Colon cancer is the third most commonly diagnosed cancer and the second leading cause of cancer death in the United States. According to a recent study from Mayo Clinic researchers, the rate of survival for patients with stage III colon cancer varies with race. Strikingly, these racial disparities in survival persist despite uniform stage and treatment. The Mayo Clinic study analyzed data from more than 3 ,000 patients from a phase III trial, which included Asians, blacks, and whites. The results, published in the Journal of the National Cancer Institute, further reveal that the genetic makeup of colon tumors, and their frequency of mutation, also varies among races.
For the study, two cancer genes were analyzed, BRAF and KRAS, which have been associated with poor survival outcomes. BRAF mutation frequency in tumors from whites (13.9%) was twice that of tumors from Asians or blacks, while KRAS mutation rates were highest in tumors from blacks (44.1%). And BRAF/KRAS wild-type tumors were most common among Asians (66.7%).
Also, black patients younger than age 50 had shorter disease-free survival (DFS), compared with whites or Asians of any age. DFS is a composite endpoint of colon cancer recurrence or death from any cause.
“These findings put the issue more prominently on the radar of investigators that colon cancer biology may contribute to race-based disparities in survival,” says the study’s co-lead author Harry Yoon, M.D., an assistant professor of oncology at Mayo Clinic.
Plenty of literature has already examined social and economic factors as potential reasons for this disparity—late-stage diagnosis and decreased access to care, for example. “However, those factors are unlikely to adequately explain the study’s results,” says Dr.

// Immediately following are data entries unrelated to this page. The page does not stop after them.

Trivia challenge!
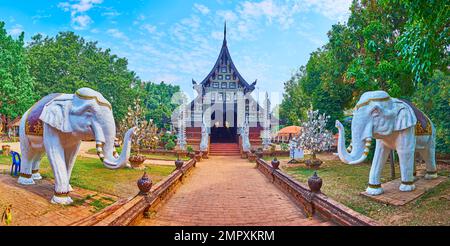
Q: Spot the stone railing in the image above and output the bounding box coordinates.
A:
[256,159,378,226]
[71,159,196,226]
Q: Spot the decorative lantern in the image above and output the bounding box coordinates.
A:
[308,171,322,193]
[271,157,280,169]
[175,158,184,169]
[137,172,153,195]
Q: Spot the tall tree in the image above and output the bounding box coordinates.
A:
[0,22,36,119]
[140,82,180,129]
[28,32,140,120]
[396,0,450,83]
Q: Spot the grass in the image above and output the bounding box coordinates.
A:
[283,157,450,225]
[87,148,189,161]
[0,156,174,198]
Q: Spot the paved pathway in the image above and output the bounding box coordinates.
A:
[137,156,329,225]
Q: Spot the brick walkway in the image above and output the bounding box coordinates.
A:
[0,174,117,226]
[137,156,330,225]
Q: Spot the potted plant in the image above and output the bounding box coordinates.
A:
[119,99,159,169]
[255,147,264,159]
[186,145,195,159]
[247,148,256,162]
[299,110,334,169]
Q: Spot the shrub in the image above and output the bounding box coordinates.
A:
[186,145,194,153]
[280,143,289,151]
[164,140,176,150]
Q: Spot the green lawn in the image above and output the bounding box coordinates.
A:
[283,155,450,225]
[0,156,175,197]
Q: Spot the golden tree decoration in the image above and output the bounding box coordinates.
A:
[118,99,160,155]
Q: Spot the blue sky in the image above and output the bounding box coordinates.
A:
[0,0,351,103]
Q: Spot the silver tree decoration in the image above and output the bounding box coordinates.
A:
[298,110,334,160]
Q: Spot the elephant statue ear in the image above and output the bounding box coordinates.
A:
[393,99,417,131]
[39,95,72,132]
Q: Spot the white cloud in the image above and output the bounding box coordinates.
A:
[298,0,352,21]
[58,0,103,30]
[216,10,238,22]
[72,15,92,30]
[194,3,210,15]
[106,28,128,41]
[9,24,23,36]
[141,24,156,34]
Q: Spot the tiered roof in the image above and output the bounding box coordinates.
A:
[192,23,257,93]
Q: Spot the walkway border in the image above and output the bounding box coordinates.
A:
[256,159,379,226]
[71,159,196,226]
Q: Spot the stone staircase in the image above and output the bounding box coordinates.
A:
[209,143,240,156]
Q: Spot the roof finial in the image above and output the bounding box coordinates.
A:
[223,20,227,44]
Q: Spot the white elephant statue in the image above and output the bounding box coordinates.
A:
[18,88,134,204]
[336,91,437,195]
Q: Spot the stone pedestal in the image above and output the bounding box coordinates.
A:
[247,153,256,162]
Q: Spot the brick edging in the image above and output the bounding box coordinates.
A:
[256,159,379,226]
[71,159,196,226]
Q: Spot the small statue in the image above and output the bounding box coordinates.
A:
[2,204,12,225]
[200,122,209,151]
[241,120,251,152]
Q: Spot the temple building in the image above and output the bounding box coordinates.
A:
[172,24,278,154]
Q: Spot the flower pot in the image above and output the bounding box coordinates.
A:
[308,171,322,193]
[128,155,145,169]
[188,152,195,159]
[137,172,153,195]
[241,152,248,159]
[201,151,209,159]
[305,159,323,169]
[175,159,184,169]
[2,145,11,156]
[255,149,264,159]
[270,157,280,169]
[248,153,256,162]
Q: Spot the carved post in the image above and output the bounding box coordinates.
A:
[137,172,153,196]
[390,150,395,179]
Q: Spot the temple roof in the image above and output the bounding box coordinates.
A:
[192,23,257,93]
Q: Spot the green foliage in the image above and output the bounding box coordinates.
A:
[394,0,450,83]
[280,143,289,151]
[0,22,37,119]
[161,132,177,144]
[164,140,176,150]
[27,32,139,120]
[141,82,180,129]
[186,145,194,153]
[413,71,450,153]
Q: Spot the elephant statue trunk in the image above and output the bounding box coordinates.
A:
[336,120,372,165]
[96,128,134,169]
[92,118,135,169]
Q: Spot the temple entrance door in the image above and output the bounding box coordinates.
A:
[211,103,237,143]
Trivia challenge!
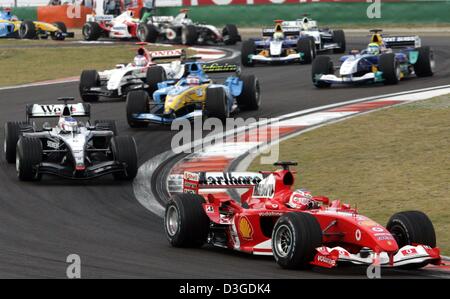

Yoon. “Because every patient analyzed was enrolled in the trial and therefore received very similar treatment and follow-up and had the same stage.”
A key finding of the study was that colon cancers among blacks under age 50 have more than double the risk of recurrence than whites. Almost half of younger black patients had colon cancer recurrence within five years, compared with 22 to 35 percent of white and Asian patients of any age.
“The high recurrence rate in young black patients is what’s driving the unfavorable DFS,” says Dr. Yoon. “I’m not aware of other data revealing that young black patients with stage III colon cancer, treated with modern chemotherapy, have a higher recurrence rate. It’s a major novelty of our study.”
Researchers adjusted for a number of potential confounders of this disparity, such as tumor grade; the degree of lymph node involvement; depth of tumor invasion; body-mass index; location of the tumor within the colon; history of smoking, obesity, or anomalies in mismatch repair genes; as well as BRAF/KRAS mutation status.
“The higher KRAS rate among black patients doesn’t adequately explain the survival disparities because young black patients still had the worst survival rate after we adjusted for KRAS and BRAF mutation status,” says Dr. Yoon.
It’s still too early for doctors to change the way they treat these patients, according to Dr. Yoon. More studies are needed to examine potential biological drivers of these differences more closely.
“We’re going to need to do some genetic profiling of the cancers,” says Frank Sinicrope, M.D., co-lead author of the study and professor of medicine and oncology at Mayo, “whereby we look at hundreds of thousands of genes and see if we can identify the genetic signatures, or profiles, that can distinguish the cancers by race. The main challenge will be interpretation of the data and trying to extract something meaningful from the results.”